Desde 1997, os integrantes dos comitês de bacias
paulistas têm a disposição, para planejamento e gestão das águas subterrâneas,
o mapa de vulnerabilidade para contaminação dos aquíferos do Estado de São
Paulo. A partir de 2003, a bacia do Alto Tietê foi incluída na rede de
monitoramento da qualidade da água subterrânea a cargo da Companhia de
Tecnologia de Saneamento Ambiental (Cetesb). Em 2009, a Cetesb passou a atuar
em conjunto com o DAEE na operação de uma rede integrada de qualidade e
quantidade das águas subterrâneas.
No período de 2010 a 2012 foram monitorados 240
pontos de coleta em diferentes aquíferos paulistas. O cruzamento dos dados de
monitoramento da água e de solos aponta que mais de sete bacias hidrográficas
se encontram em áreas vulneráveis, o que reforça a necessidade de maior cuidado
na perfuração de poços e na instalação de atividades potencialmente poluidoras,
principalmente na região de recarga do Aquífero Guarani, no oeste paulista.

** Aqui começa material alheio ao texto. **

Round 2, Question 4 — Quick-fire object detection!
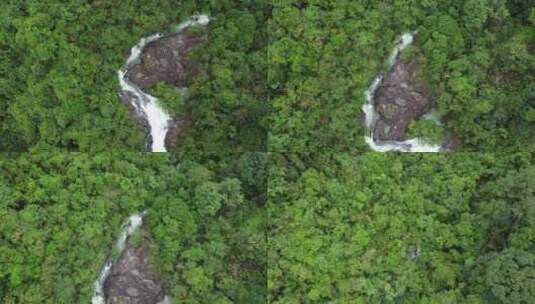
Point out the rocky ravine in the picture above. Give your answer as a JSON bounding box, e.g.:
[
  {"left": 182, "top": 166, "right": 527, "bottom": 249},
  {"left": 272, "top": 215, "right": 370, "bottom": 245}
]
[
  {"left": 119, "top": 24, "right": 204, "bottom": 151},
  {"left": 104, "top": 244, "right": 165, "bottom": 304},
  {"left": 373, "top": 54, "right": 431, "bottom": 141}
]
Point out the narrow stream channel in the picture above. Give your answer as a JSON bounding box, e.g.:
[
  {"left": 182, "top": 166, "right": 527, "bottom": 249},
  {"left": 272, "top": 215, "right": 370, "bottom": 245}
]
[
  {"left": 362, "top": 32, "right": 442, "bottom": 152},
  {"left": 91, "top": 211, "right": 146, "bottom": 304},
  {"left": 118, "top": 15, "right": 210, "bottom": 152}
]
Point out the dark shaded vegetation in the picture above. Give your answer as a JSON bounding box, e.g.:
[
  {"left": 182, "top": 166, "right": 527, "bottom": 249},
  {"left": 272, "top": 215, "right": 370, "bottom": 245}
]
[
  {"left": 268, "top": 0, "right": 535, "bottom": 152},
  {"left": 268, "top": 153, "right": 535, "bottom": 304},
  {"left": 0, "top": 0, "right": 269, "bottom": 152},
  {"left": 0, "top": 153, "right": 266, "bottom": 304}
]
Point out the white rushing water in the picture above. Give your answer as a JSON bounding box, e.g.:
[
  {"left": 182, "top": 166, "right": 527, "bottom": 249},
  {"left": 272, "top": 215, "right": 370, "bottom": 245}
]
[
  {"left": 362, "top": 33, "right": 441, "bottom": 152},
  {"left": 91, "top": 211, "right": 146, "bottom": 304},
  {"left": 118, "top": 15, "right": 210, "bottom": 152}
]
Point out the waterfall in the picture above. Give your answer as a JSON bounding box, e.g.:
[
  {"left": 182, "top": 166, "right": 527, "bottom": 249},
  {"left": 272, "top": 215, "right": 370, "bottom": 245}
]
[
  {"left": 362, "top": 32, "right": 441, "bottom": 152},
  {"left": 117, "top": 15, "right": 210, "bottom": 152},
  {"left": 91, "top": 211, "right": 146, "bottom": 304}
]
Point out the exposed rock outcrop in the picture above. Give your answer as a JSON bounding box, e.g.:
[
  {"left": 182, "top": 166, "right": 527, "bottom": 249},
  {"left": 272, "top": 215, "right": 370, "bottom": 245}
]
[
  {"left": 126, "top": 31, "right": 202, "bottom": 90},
  {"left": 119, "top": 30, "right": 204, "bottom": 151},
  {"left": 165, "top": 114, "right": 192, "bottom": 150},
  {"left": 104, "top": 245, "right": 165, "bottom": 304},
  {"left": 119, "top": 91, "right": 152, "bottom": 151},
  {"left": 373, "top": 58, "right": 431, "bottom": 141}
]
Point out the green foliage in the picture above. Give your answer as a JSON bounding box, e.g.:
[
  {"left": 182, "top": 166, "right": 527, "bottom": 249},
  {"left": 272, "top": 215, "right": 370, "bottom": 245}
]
[
  {"left": 408, "top": 119, "right": 444, "bottom": 144},
  {"left": 268, "top": 153, "right": 535, "bottom": 303},
  {"left": 0, "top": 153, "right": 266, "bottom": 304},
  {"left": 485, "top": 249, "right": 535, "bottom": 304},
  {"left": 268, "top": 0, "right": 535, "bottom": 152}
]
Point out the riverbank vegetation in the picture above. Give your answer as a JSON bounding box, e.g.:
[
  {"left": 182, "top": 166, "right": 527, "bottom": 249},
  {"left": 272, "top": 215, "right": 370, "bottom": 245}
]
[
  {"left": 268, "top": 0, "right": 535, "bottom": 152},
  {"left": 268, "top": 153, "right": 535, "bottom": 304},
  {"left": 0, "top": 153, "right": 266, "bottom": 304},
  {"left": 0, "top": 0, "right": 269, "bottom": 152}
]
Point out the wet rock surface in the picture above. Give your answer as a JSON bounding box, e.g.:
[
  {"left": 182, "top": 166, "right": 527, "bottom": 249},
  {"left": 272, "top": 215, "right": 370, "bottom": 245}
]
[
  {"left": 165, "top": 114, "right": 192, "bottom": 150},
  {"left": 118, "top": 91, "right": 152, "bottom": 151},
  {"left": 104, "top": 245, "right": 165, "bottom": 304},
  {"left": 119, "top": 30, "right": 203, "bottom": 151},
  {"left": 373, "top": 58, "right": 431, "bottom": 141},
  {"left": 126, "top": 32, "right": 202, "bottom": 90}
]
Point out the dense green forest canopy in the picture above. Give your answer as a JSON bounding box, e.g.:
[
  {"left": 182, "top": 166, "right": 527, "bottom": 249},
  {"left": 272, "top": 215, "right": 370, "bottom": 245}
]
[
  {"left": 0, "top": 0, "right": 269, "bottom": 152},
  {"left": 268, "top": 0, "right": 535, "bottom": 152},
  {"left": 268, "top": 153, "right": 535, "bottom": 304},
  {"left": 0, "top": 153, "right": 266, "bottom": 304}
]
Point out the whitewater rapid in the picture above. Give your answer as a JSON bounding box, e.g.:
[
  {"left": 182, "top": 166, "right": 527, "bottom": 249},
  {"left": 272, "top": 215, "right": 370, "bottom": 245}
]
[
  {"left": 362, "top": 32, "right": 442, "bottom": 152},
  {"left": 117, "top": 15, "right": 210, "bottom": 152},
  {"left": 91, "top": 211, "right": 146, "bottom": 304}
]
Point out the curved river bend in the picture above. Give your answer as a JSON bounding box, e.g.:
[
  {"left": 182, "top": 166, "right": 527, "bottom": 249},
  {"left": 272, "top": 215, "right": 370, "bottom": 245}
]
[
  {"left": 91, "top": 15, "right": 210, "bottom": 304},
  {"left": 362, "top": 32, "right": 442, "bottom": 152},
  {"left": 118, "top": 15, "right": 210, "bottom": 152}
]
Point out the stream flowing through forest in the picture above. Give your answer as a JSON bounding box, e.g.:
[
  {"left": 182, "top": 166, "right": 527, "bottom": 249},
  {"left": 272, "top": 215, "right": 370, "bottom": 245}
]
[
  {"left": 118, "top": 15, "right": 210, "bottom": 152},
  {"left": 362, "top": 32, "right": 441, "bottom": 152}
]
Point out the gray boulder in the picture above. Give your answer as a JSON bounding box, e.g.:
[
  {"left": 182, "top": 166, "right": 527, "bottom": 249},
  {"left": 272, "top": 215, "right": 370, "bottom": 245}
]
[
  {"left": 104, "top": 245, "right": 165, "bottom": 304},
  {"left": 373, "top": 58, "right": 431, "bottom": 141}
]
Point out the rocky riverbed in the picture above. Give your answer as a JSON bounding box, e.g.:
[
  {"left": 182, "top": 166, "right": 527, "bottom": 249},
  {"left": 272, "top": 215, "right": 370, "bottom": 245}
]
[
  {"left": 362, "top": 33, "right": 444, "bottom": 152},
  {"left": 119, "top": 15, "right": 209, "bottom": 152},
  {"left": 373, "top": 58, "right": 431, "bottom": 141},
  {"left": 104, "top": 244, "right": 165, "bottom": 304}
]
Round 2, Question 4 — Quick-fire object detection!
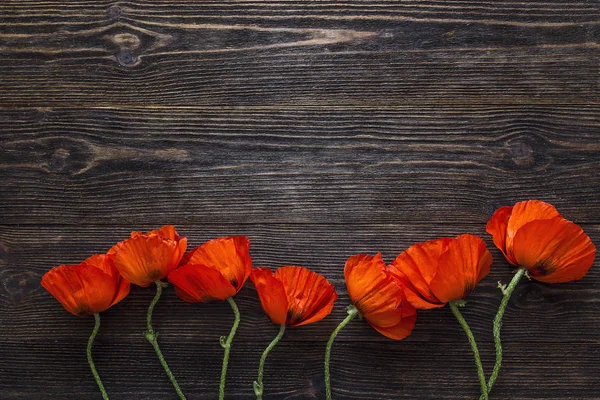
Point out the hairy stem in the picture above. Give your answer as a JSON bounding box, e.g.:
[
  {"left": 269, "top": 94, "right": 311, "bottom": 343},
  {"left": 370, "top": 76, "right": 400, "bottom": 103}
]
[
  {"left": 254, "top": 325, "right": 285, "bottom": 400},
  {"left": 448, "top": 301, "right": 488, "bottom": 400},
  {"left": 487, "top": 267, "right": 527, "bottom": 393},
  {"left": 219, "top": 297, "right": 240, "bottom": 400},
  {"left": 325, "top": 306, "right": 359, "bottom": 400},
  {"left": 145, "top": 281, "right": 185, "bottom": 400},
  {"left": 87, "top": 313, "right": 108, "bottom": 400}
]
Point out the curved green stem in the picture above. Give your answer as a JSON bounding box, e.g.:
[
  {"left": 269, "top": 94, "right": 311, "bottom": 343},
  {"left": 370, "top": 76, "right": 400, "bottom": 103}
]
[
  {"left": 144, "top": 281, "right": 185, "bottom": 400},
  {"left": 219, "top": 297, "right": 240, "bottom": 400},
  {"left": 487, "top": 267, "right": 527, "bottom": 393},
  {"left": 254, "top": 325, "right": 285, "bottom": 400},
  {"left": 325, "top": 306, "right": 359, "bottom": 400},
  {"left": 87, "top": 313, "right": 108, "bottom": 400},
  {"left": 448, "top": 301, "right": 488, "bottom": 400}
]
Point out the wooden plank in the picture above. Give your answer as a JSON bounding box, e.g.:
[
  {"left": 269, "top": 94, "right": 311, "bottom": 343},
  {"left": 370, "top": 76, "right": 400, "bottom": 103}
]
[
  {"left": 0, "top": 106, "right": 600, "bottom": 226},
  {"left": 0, "top": 338, "right": 600, "bottom": 400},
  {"left": 0, "top": 1, "right": 600, "bottom": 106},
  {"left": 0, "top": 224, "right": 600, "bottom": 349}
]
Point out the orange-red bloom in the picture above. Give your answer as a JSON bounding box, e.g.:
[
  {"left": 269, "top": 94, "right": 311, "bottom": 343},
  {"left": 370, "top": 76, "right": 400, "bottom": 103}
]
[
  {"left": 390, "top": 235, "right": 492, "bottom": 309},
  {"left": 250, "top": 266, "right": 337, "bottom": 326},
  {"left": 108, "top": 225, "right": 187, "bottom": 286},
  {"left": 169, "top": 236, "right": 252, "bottom": 303},
  {"left": 486, "top": 200, "right": 596, "bottom": 283},
  {"left": 344, "top": 254, "right": 417, "bottom": 340},
  {"left": 42, "top": 254, "right": 129, "bottom": 317}
]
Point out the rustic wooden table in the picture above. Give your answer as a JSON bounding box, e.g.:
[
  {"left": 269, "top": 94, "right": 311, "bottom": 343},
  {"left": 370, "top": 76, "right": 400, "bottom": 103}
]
[{"left": 0, "top": 0, "right": 600, "bottom": 400}]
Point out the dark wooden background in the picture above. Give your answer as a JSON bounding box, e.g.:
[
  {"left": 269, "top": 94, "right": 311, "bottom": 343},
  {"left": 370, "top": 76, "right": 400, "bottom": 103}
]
[{"left": 0, "top": 0, "right": 600, "bottom": 400}]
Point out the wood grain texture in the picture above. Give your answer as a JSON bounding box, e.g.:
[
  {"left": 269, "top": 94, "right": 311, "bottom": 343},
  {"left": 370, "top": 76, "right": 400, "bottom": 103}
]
[
  {"left": 0, "top": 106, "right": 600, "bottom": 225},
  {"left": 0, "top": 224, "right": 600, "bottom": 399},
  {"left": 0, "top": 0, "right": 600, "bottom": 400},
  {"left": 0, "top": 1, "right": 600, "bottom": 106}
]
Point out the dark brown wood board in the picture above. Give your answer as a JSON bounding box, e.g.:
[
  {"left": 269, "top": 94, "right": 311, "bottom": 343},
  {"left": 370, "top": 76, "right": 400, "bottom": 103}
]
[{"left": 0, "top": 0, "right": 600, "bottom": 400}]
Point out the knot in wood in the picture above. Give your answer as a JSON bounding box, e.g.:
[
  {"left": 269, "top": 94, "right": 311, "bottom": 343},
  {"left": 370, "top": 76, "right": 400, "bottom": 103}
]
[{"left": 108, "top": 6, "right": 123, "bottom": 19}]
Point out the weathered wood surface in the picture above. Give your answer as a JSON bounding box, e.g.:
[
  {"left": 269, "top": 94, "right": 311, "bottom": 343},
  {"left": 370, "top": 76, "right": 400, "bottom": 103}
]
[
  {"left": 0, "top": 0, "right": 600, "bottom": 400},
  {"left": 0, "top": 0, "right": 600, "bottom": 106}
]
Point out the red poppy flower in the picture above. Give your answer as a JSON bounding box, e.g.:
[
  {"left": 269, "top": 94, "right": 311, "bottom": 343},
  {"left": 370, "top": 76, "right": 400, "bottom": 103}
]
[
  {"left": 486, "top": 200, "right": 596, "bottom": 283},
  {"left": 390, "top": 235, "right": 492, "bottom": 309},
  {"left": 344, "top": 254, "right": 417, "bottom": 340},
  {"left": 108, "top": 225, "right": 187, "bottom": 286},
  {"left": 250, "top": 266, "right": 337, "bottom": 326},
  {"left": 42, "top": 254, "right": 129, "bottom": 317},
  {"left": 169, "top": 236, "right": 252, "bottom": 303}
]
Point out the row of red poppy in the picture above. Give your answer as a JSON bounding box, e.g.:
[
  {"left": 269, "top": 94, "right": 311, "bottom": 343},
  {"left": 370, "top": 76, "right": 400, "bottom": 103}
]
[{"left": 42, "top": 200, "right": 596, "bottom": 399}]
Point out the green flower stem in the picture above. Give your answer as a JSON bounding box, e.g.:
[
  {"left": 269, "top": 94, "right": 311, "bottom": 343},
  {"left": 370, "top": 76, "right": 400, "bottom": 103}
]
[
  {"left": 87, "top": 313, "right": 108, "bottom": 400},
  {"left": 325, "top": 306, "right": 359, "bottom": 400},
  {"left": 487, "top": 267, "right": 527, "bottom": 393},
  {"left": 219, "top": 297, "right": 240, "bottom": 400},
  {"left": 145, "top": 281, "right": 185, "bottom": 400},
  {"left": 254, "top": 325, "right": 285, "bottom": 400},
  {"left": 448, "top": 301, "right": 488, "bottom": 400}
]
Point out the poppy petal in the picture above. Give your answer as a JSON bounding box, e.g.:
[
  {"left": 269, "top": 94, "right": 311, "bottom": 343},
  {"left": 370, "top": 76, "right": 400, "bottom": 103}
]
[
  {"left": 485, "top": 206, "right": 517, "bottom": 265},
  {"left": 275, "top": 266, "right": 337, "bottom": 326},
  {"left": 506, "top": 200, "right": 561, "bottom": 259},
  {"left": 250, "top": 268, "right": 288, "bottom": 325},
  {"left": 113, "top": 235, "right": 179, "bottom": 286},
  {"left": 184, "top": 236, "right": 252, "bottom": 291},
  {"left": 110, "top": 278, "right": 131, "bottom": 307},
  {"left": 42, "top": 264, "right": 116, "bottom": 316},
  {"left": 389, "top": 238, "right": 453, "bottom": 309},
  {"left": 344, "top": 254, "right": 402, "bottom": 328},
  {"left": 169, "top": 264, "right": 236, "bottom": 303},
  {"left": 514, "top": 217, "right": 596, "bottom": 283},
  {"left": 430, "top": 235, "right": 492, "bottom": 303}
]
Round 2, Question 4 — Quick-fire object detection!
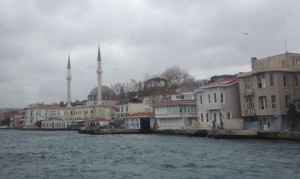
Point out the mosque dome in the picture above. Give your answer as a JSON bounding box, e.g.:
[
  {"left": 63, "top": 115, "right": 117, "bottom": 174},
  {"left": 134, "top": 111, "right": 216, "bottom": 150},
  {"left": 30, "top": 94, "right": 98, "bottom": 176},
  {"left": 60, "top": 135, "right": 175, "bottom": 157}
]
[{"left": 88, "top": 85, "right": 114, "bottom": 100}]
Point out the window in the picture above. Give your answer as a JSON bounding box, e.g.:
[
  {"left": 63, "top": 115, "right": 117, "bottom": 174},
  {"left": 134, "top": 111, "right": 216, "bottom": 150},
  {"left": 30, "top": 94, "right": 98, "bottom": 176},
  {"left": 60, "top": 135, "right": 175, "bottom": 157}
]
[
  {"left": 283, "top": 74, "right": 288, "bottom": 87},
  {"left": 271, "top": 95, "right": 276, "bottom": 109},
  {"left": 207, "top": 94, "right": 210, "bottom": 103},
  {"left": 246, "top": 97, "right": 254, "bottom": 109},
  {"left": 199, "top": 95, "right": 203, "bottom": 104},
  {"left": 257, "top": 74, "right": 266, "bottom": 88},
  {"left": 245, "top": 78, "right": 253, "bottom": 89},
  {"left": 258, "top": 96, "right": 268, "bottom": 110},
  {"left": 295, "top": 102, "right": 300, "bottom": 111},
  {"left": 270, "top": 73, "right": 274, "bottom": 86},
  {"left": 220, "top": 93, "right": 224, "bottom": 103},
  {"left": 294, "top": 74, "right": 298, "bottom": 87},
  {"left": 285, "top": 95, "right": 290, "bottom": 108},
  {"left": 214, "top": 93, "right": 217, "bottom": 103},
  {"left": 226, "top": 112, "right": 231, "bottom": 119},
  {"left": 293, "top": 58, "right": 300, "bottom": 67},
  {"left": 214, "top": 113, "right": 217, "bottom": 121}
]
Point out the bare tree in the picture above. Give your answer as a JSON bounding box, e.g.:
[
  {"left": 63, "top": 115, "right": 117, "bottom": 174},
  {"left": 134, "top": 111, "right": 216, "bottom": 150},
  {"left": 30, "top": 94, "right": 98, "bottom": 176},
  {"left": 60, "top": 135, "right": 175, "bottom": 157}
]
[{"left": 162, "top": 66, "right": 193, "bottom": 88}]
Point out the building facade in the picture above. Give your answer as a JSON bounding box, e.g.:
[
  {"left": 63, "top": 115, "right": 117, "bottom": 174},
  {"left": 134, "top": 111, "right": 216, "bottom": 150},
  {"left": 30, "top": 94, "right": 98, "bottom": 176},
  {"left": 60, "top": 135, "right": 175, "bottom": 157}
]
[
  {"left": 24, "top": 104, "right": 65, "bottom": 125},
  {"left": 154, "top": 100, "right": 197, "bottom": 130},
  {"left": 196, "top": 78, "right": 243, "bottom": 130},
  {"left": 238, "top": 52, "right": 300, "bottom": 129}
]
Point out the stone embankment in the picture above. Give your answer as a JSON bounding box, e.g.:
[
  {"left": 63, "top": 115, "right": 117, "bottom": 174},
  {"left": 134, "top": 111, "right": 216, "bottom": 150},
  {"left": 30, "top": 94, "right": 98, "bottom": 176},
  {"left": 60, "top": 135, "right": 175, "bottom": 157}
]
[{"left": 78, "top": 129, "right": 300, "bottom": 141}]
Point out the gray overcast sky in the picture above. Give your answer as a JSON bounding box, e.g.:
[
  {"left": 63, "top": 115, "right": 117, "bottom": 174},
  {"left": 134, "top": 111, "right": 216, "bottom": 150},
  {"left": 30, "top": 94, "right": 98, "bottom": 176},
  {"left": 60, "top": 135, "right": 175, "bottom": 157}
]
[{"left": 0, "top": 0, "right": 300, "bottom": 108}]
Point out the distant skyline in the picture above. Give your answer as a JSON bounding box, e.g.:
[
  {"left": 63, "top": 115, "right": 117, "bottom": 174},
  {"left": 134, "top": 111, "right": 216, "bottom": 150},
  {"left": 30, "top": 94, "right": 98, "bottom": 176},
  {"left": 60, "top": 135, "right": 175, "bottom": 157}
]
[{"left": 0, "top": 0, "right": 300, "bottom": 108}]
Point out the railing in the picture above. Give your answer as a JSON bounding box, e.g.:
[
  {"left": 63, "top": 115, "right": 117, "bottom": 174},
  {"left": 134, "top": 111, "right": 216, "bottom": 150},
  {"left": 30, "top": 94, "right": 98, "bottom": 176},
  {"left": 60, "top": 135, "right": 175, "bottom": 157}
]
[{"left": 243, "top": 88, "right": 254, "bottom": 96}]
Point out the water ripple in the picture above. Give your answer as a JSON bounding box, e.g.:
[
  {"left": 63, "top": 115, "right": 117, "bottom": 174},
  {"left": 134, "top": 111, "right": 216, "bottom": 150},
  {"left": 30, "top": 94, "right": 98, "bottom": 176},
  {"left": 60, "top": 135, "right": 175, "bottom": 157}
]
[{"left": 0, "top": 130, "right": 300, "bottom": 179}]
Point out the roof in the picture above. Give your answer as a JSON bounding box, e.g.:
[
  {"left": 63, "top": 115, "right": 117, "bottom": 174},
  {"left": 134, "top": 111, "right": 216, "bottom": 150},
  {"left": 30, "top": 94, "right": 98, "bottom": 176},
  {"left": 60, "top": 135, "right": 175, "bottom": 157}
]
[
  {"left": 154, "top": 100, "right": 196, "bottom": 106},
  {"left": 124, "top": 111, "right": 155, "bottom": 118},
  {"left": 89, "top": 85, "right": 113, "bottom": 95},
  {"left": 33, "top": 104, "right": 64, "bottom": 109},
  {"left": 201, "top": 78, "right": 239, "bottom": 89}
]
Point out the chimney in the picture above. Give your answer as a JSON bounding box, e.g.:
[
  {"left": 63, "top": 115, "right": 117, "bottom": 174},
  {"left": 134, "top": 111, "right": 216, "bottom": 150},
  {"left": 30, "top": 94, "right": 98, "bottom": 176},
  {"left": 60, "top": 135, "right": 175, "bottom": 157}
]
[{"left": 251, "top": 57, "right": 257, "bottom": 71}]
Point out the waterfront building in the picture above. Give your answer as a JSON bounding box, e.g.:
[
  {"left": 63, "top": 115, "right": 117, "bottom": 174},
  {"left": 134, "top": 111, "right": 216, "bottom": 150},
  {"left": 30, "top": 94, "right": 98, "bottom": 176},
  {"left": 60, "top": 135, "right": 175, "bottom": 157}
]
[
  {"left": 196, "top": 78, "right": 243, "bottom": 129},
  {"left": 24, "top": 104, "right": 65, "bottom": 125},
  {"left": 115, "top": 99, "right": 149, "bottom": 120},
  {"left": 124, "top": 112, "right": 155, "bottom": 131},
  {"left": 64, "top": 46, "right": 115, "bottom": 120},
  {"left": 238, "top": 52, "right": 300, "bottom": 129},
  {"left": 153, "top": 100, "right": 197, "bottom": 130}
]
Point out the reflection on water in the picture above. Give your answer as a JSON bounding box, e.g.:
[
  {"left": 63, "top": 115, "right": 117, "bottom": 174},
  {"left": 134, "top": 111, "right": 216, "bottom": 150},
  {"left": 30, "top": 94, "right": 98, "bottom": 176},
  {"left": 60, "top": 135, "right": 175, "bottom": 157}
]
[{"left": 0, "top": 130, "right": 300, "bottom": 178}]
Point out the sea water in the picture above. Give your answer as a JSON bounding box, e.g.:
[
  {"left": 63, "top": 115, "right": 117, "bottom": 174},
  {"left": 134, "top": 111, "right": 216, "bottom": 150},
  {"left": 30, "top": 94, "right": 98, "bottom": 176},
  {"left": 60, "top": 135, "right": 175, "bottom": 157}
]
[{"left": 0, "top": 130, "right": 300, "bottom": 179}]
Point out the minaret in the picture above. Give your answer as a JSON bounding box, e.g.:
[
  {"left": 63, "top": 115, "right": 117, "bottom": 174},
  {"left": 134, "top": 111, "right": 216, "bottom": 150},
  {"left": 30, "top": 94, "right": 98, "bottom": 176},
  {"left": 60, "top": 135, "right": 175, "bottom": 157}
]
[
  {"left": 67, "top": 54, "right": 72, "bottom": 108},
  {"left": 96, "top": 45, "right": 102, "bottom": 105}
]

As áreas urbanas reúnem milhares de fontes de
contaminação da água subterrânea, como postos de combustíveis, depósitos de
resíduos industriais, domésticos e comerciais. Nas áreas rurais a atenção fica
aos resíduos de insumos e defensivos agrícolas.
Certamente, com o crescimento das cidades e das
atividades econômicas, o quadro se agrava e reforça o alerta de que muitas
dessas águas, principalmente as que são provenientes de poços clandestinos ou
irregulares, podem estar contaminadas e oferecer riscos à população. Em muitos
casos não há como descontaminar os aquíferos. Por isso, vários poços são
lacrados e essas águas ficam indisponíveis para usos.
Embora São Paulo conte com estudos técnicos e
legislação que são referências para a gestão da água subterrânea, a defasagem
dos dados que sempre são elaborados com base nos monitoramentos de anos
anteriores, ou períodos de dois anos, o alto grau de clandestinidade nas
captações, a falta de informação traduzida para entendimento da sociedade em
geral e a gravidade da crise hídrica colocam o sistema de gestão de recursos
hídricos em xeque. É fundamental fortalecer os Comitês de Bacias para que a
sociedade participe ativamente do planejamento e da tomada de decisões em
relação ao uso da água, com base em dados e cadastros de outorgas e qualidade
da água atualizados.
A gravidade da escassez e a enorme demanda levaram
à suspensão temporária da emissão de outorgas para uso da água nas bacias do
Alto Tietê e Piracicaba/Capivari/Jundiaí e no município de Itu. Além disso, é
vedada a utilização de água subterrânea proveniente de processos de remediação
de áreas contaminadas que possam expor os usuários a riscos, tais como ingestão
humana, higiene pessoal, preparo de refeições, recreação em piscinas e banhos
em geral, lavagem de veículos e outros usos que levem ao contato dérmico.
Por
isso, muita atenção e responsabilidade em relação ao uso dessa água.
* Malu Ribeiro é coordenadora da Rede das
Águas da Fundação SOS Mata Atlântica.